«De korporaal kon zich niet meer in zijn graf omdraaien, want dat had hij helemaal niet. Drie werst van Podrova vandaan, ongeveer veertig werst ten zuiden van Leningrad, was hij in een salvo van een raketwerper terechtgekomen, hij was de lucht in geslingerd en met afgerukte handen, met zijn hoofd naar beneden, blijven hangen aan een kaal stuk hout dat vroeger een boom was geweest.»

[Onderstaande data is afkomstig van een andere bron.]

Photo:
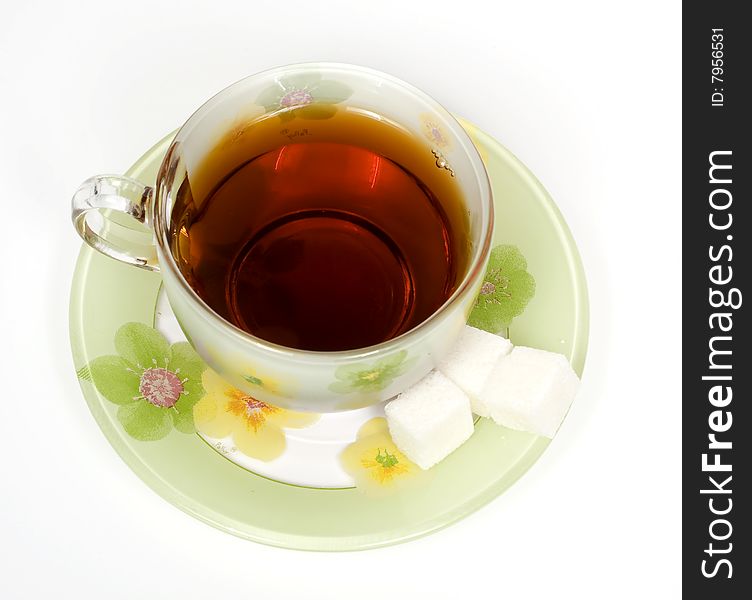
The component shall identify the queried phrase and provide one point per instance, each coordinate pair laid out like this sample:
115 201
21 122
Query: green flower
506 290
305 95
155 385
364 377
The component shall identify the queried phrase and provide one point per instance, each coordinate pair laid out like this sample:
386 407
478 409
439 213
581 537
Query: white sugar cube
471 361
430 420
530 390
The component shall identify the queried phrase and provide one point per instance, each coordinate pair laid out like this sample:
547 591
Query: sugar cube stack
518 387
430 420
531 390
471 360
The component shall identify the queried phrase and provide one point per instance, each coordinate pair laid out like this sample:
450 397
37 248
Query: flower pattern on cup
435 132
305 95
370 377
374 461
256 427
506 290
154 384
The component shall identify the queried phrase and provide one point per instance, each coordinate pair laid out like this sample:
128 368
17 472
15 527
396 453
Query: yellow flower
255 426
375 463
266 381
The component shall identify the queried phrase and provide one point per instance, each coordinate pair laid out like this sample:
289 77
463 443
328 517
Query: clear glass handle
97 211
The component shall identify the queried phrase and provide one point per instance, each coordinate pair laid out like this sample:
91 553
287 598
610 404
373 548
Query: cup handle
109 195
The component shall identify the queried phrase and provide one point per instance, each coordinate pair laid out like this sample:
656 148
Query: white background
587 94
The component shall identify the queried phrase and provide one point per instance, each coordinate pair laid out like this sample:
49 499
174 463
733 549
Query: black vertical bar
716 268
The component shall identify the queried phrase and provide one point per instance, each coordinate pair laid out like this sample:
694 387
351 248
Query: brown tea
324 235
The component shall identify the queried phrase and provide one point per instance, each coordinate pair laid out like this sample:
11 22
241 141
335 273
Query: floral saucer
300 480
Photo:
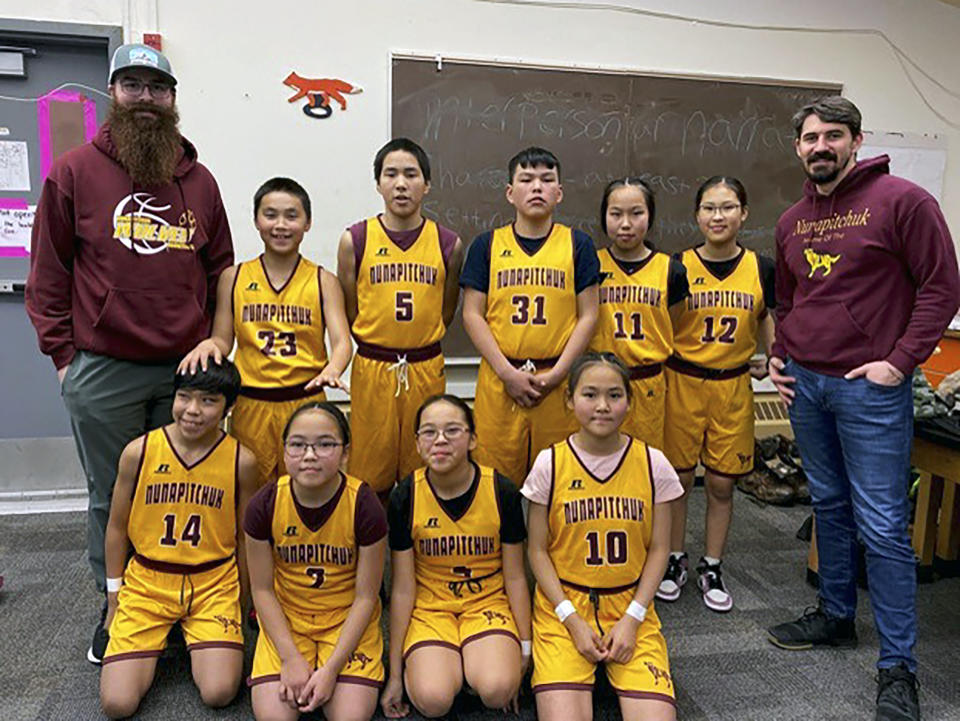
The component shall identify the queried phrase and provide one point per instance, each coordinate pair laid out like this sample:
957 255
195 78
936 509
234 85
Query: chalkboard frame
454 355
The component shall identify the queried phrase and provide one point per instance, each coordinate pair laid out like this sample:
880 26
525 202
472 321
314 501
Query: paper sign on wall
14 165
16 222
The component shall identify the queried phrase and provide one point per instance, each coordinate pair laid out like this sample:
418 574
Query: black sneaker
98 646
814 628
897 695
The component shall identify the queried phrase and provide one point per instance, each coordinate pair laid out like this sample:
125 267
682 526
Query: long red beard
148 147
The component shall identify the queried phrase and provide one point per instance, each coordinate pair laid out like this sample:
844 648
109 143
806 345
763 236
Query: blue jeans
854 438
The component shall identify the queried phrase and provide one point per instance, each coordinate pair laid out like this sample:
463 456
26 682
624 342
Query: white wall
231 59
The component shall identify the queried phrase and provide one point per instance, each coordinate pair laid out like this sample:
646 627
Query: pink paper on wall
45 139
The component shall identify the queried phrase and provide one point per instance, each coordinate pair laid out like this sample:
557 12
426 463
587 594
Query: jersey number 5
191 530
616 548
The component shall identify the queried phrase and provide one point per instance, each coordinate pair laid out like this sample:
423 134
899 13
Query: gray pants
111 402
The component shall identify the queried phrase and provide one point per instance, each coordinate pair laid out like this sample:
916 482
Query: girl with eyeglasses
640 289
709 394
459 604
599 535
315 544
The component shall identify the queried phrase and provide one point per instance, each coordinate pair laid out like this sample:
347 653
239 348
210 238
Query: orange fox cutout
325 88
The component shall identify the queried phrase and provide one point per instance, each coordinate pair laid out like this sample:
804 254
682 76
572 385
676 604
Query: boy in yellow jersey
399 273
179 492
278 307
709 393
530 307
640 289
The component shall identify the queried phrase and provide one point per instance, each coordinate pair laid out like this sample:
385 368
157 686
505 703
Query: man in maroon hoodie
129 238
866 284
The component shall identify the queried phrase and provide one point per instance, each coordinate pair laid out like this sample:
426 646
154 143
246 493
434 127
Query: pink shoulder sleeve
665 479
537 486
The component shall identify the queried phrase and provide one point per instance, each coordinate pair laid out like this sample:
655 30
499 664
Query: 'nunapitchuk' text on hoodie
866 273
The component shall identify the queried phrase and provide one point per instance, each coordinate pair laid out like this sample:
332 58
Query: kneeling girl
599 535
315 549
459 607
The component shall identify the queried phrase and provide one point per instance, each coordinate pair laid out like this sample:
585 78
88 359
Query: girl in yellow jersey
278 307
179 494
460 608
709 394
640 288
399 272
315 548
599 532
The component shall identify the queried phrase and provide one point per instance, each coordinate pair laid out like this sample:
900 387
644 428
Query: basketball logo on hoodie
138 225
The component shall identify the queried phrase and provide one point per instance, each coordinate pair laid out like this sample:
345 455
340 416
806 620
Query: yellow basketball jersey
315 570
718 326
532 299
634 320
400 292
457 560
600 528
279 330
182 514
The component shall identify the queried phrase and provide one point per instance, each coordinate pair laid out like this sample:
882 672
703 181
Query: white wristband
564 610
637 611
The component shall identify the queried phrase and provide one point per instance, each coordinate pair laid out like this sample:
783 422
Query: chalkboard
674 131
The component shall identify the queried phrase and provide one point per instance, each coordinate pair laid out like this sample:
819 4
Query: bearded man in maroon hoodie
866 284
129 239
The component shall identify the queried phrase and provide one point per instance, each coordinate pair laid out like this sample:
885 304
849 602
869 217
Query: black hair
631 181
222 378
282 185
406 145
452 400
830 109
531 158
593 358
327 407
733 183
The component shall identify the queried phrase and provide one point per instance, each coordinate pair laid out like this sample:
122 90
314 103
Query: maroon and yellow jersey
185 514
315 569
634 319
400 292
532 299
458 560
279 330
719 324
600 528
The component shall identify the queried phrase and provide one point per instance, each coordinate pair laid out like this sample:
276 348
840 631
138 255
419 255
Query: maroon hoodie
90 287
866 273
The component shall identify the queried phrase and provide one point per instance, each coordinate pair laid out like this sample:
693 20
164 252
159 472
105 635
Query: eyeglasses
728 209
298 449
451 433
156 88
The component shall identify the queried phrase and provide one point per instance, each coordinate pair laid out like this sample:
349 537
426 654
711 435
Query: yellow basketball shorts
510 437
710 421
207 605
259 425
486 617
647 410
384 398
557 665
315 639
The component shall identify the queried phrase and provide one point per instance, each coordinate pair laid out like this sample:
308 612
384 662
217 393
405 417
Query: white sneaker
715 594
674 578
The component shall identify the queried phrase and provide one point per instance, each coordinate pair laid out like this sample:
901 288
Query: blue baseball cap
140 56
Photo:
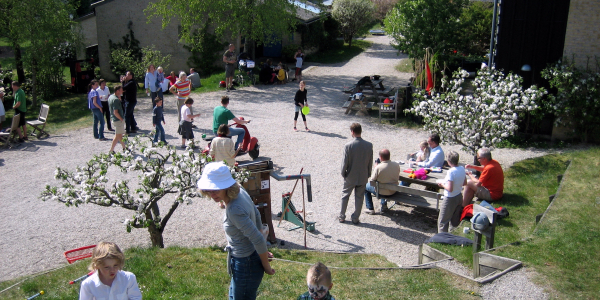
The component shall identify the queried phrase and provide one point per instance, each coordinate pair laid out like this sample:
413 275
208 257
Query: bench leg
476 242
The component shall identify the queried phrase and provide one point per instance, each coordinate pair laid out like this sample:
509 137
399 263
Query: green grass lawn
564 249
340 53
180 273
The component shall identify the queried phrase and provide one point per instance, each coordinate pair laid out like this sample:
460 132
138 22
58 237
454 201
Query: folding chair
40 123
8 137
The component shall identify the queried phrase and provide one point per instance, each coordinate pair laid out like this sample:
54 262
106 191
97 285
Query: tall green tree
419 24
352 15
261 21
48 26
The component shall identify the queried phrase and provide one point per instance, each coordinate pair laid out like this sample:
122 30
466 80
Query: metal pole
493 38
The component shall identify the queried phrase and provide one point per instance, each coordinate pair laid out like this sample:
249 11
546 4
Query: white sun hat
216 176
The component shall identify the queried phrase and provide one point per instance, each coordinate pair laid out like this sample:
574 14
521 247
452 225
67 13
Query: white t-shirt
457 175
103 94
299 61
124 286
185 111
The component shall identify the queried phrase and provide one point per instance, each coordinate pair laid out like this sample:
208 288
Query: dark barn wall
531 32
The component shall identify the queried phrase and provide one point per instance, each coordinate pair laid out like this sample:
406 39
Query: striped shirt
183 87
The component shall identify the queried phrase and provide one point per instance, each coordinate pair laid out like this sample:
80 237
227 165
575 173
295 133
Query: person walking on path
96 107
104 93
130 91
356 169
157 117
20 107
229 60
299 57
152 84
301 101
247 253
117 116
183 87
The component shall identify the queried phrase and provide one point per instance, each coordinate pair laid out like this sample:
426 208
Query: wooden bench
489 233
409 195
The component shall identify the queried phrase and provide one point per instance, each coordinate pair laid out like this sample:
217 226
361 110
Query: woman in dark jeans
247 255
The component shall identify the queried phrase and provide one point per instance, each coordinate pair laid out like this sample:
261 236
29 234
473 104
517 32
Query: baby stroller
246 66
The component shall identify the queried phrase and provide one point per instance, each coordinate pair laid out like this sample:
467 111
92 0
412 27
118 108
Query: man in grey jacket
356 170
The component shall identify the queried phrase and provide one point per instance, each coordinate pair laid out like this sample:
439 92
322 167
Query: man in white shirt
436 156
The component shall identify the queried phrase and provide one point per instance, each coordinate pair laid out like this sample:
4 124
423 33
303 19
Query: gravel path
36 233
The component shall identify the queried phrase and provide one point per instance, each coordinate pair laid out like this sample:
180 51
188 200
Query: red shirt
492 178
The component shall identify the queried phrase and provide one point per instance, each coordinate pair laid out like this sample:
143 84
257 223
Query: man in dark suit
356 170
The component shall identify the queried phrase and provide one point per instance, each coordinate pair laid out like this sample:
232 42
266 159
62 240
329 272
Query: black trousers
130 122
106 112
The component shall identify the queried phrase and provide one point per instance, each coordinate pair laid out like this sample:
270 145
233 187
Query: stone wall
112 18
89 32
583 31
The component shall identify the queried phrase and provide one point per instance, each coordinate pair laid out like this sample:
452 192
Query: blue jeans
98 117
160 131
246 277
240 132
369 192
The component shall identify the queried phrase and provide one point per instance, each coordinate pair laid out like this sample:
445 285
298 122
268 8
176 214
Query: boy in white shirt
109 281
451 206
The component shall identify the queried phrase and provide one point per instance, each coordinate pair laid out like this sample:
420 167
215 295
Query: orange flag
429 79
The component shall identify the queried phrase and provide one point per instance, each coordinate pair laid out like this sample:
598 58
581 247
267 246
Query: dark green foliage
206 49
129 43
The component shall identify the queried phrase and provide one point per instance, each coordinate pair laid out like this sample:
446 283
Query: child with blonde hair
319 283
108 280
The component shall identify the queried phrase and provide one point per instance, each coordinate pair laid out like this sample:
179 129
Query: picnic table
430 182
369 87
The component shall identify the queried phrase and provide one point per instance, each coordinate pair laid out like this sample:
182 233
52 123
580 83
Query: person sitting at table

Het stalinorgel opent met een beschrijving van het lot van een naamloze Duitse korporaal. Zijn lijk wordt een half uur na zijn overlijden door midden gezaagd door een salvo uit een machinegeweer. Vervolgens worden de resten overhoop geschoten door een gevechtsvliegtuig, waarna een Russische tank de laatste flarden fijnmaalt. Wat volgt is een synchroon lopend verslag van wat een aantal Duitse en Russische soldaten gedurende twee dagen meemaken aan het front bij Leningrad, ergens in 1942. Als twintigjarige had Ledig, die in 1955 met deze roman debuteerde, daar zelf gevochten. In het boek verschuift het perspectief steeds van de ene naar de andere kant van het front, en dezelfde gebeurtenissen worden uit zowel Russisch als Duits gezichtspunt beschreven.

Het boek van Gert Ledig lijkt niet op de vele autobiografische geschriften die de Eerste Wereldoorlog had opgeleverd. In de meeste boeken over die Grote Oorlog waren de valse idealen en de holle retoriek reeds ontmaskerd, maar bleef in ieder geval de kameraadschap over als klein lichtpuntje in de waanzinnige nacht van de oorlog. Bij Ledig verdampt ook die loopgravensolidariteit in het helse vuur van de tankgranaten en raketten uit de stalinorgels. Het is ieder voor zich en God voor ons allen.

Ledigs boek is een droomdebuut. Vijftig uitgevers weigeren de roman van de voormalige soldaat, houthakker, bouwvakker en marskramer. Als de Hamburgse uitgeverij Claasen uiteindelijk de gok waagt, blijkt het boek een bestseller en wordt het binnen twee jaar in veertien talen vertaald. Niet alleen het publiek is onder de indruk, ook de literaire kritiek en collega-schrijvers zijn zeer lovend. Siegfried Lenz, Wolfgang Koeppen en Heinrich Böll herkennen onmiddellijk het literaire talent en roemen de wijze waarop Ledig zonder enig effectbejag en pathos het onbeschrijflijke heeft beschreven. De debutant wordt uitgenodigd om toe te treden tot de roemruchte Gruppe 47 en ook vanuit Oost-Duitsland is er belangstelling, zij het dat de stalinistische literatuurfunctionarissen moeite hebben met het feit dat de Russen in Ledigs boek niet allemaal frisgewassen en nobele helden van de Sovjet-Unie zijn.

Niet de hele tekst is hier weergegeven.